Almost all of these strategy documents I’ve seen (and built myself, god help me) share a nebulous and terrifying homogeneity: describing some egalitarian, productivity paradise — if only we had another tool, more headcount — a better annual survey! Faithfully, we run into the fray ready to implement the tools that will tell us how we can fix everything — ideally by end of financial year, ready for the new wave of hiring.

We’re only one annual survey away from Utopia, guys!

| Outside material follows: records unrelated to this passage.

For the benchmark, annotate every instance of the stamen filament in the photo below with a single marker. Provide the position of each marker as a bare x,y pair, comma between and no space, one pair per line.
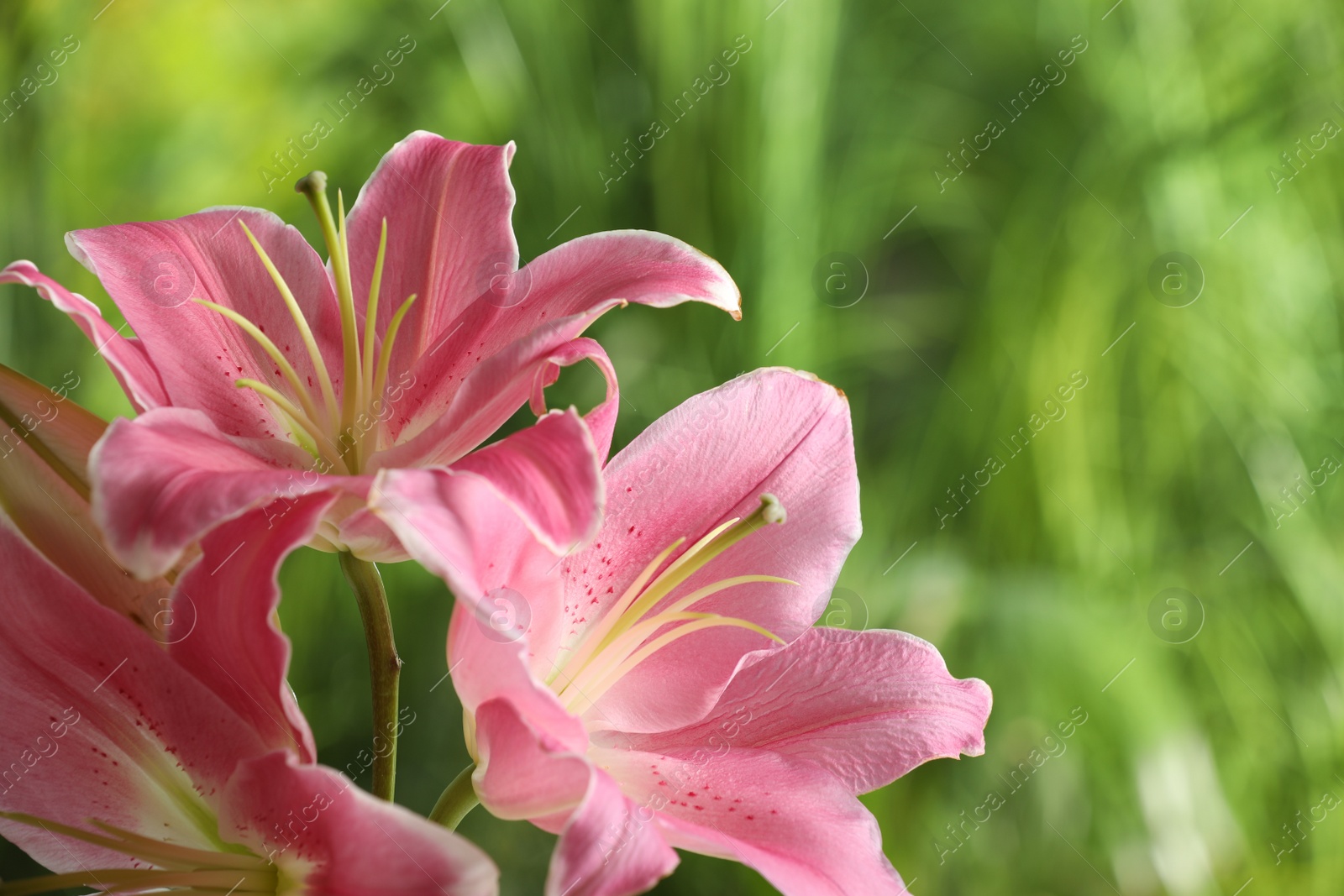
369,439
597,634
385,356
638,607
315,187
293,412
371,313
636,634
306,332
286,369
627,644
709,621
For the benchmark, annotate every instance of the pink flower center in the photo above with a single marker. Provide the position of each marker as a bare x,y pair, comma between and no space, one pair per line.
336,434
631,631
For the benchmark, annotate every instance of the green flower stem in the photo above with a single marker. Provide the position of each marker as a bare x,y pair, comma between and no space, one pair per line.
385,667
456,801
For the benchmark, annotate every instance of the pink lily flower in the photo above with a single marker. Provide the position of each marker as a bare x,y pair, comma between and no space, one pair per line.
261,375
150,738
649,705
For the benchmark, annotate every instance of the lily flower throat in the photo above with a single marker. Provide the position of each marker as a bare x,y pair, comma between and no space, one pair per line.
335,432
622,638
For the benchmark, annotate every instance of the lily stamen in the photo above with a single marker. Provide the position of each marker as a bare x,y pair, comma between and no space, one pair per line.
613,647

Within most of these plans is the central quest to implement the perfect end-to-end performance process. The keystone to the whole shebang. We’ll hire the best because we can, you know, tell who they are. We’ll keep them in the team because, umm — we’ll have all the right apps and forms telling their manager they’re killing it! And then… well, then I guess we’ll sit in a calibration meeting for a few days, arguing about whether they really are (because you know what Louisa’s team is like; they all just say they’re exceeding expectations).

Rubbish in, rubbish out.

People ask me why I have for so long advocated for traditional, spreadsheet-driven performance calibrations while your size allows. Simple, but not exactly revolutionary. I get it — while they get the job done, they lack the finesse of modern tools.

The performance assessment offering suffers from self-reinforcing pessimism (mine included). Organizations have struggled with performance assessments for years, and promised solutions have often fallen short, leading to a collective eye-roll at the mention of a new tool.

Many modern performance and engagement tools, those digital wizards promising to streamline employee evaluations, have come a long way. They’ve evolved from rigid, paper-based forms to sophisticated software platforms. Yet, much like the university lecturer trying to figure out BlackBoard in April 2020, many managers find themselves disengaged with these tools, extracting little of their value and using a google-doc instead.

Actual footage.

The platforms promise to transform performance assessments into a delightful experience, something we’ll want to use. They offer features that make your head spin — 360-degree feedback, competency ladders, engagement surveys, AI-driven L&D, real-time goal-tracking!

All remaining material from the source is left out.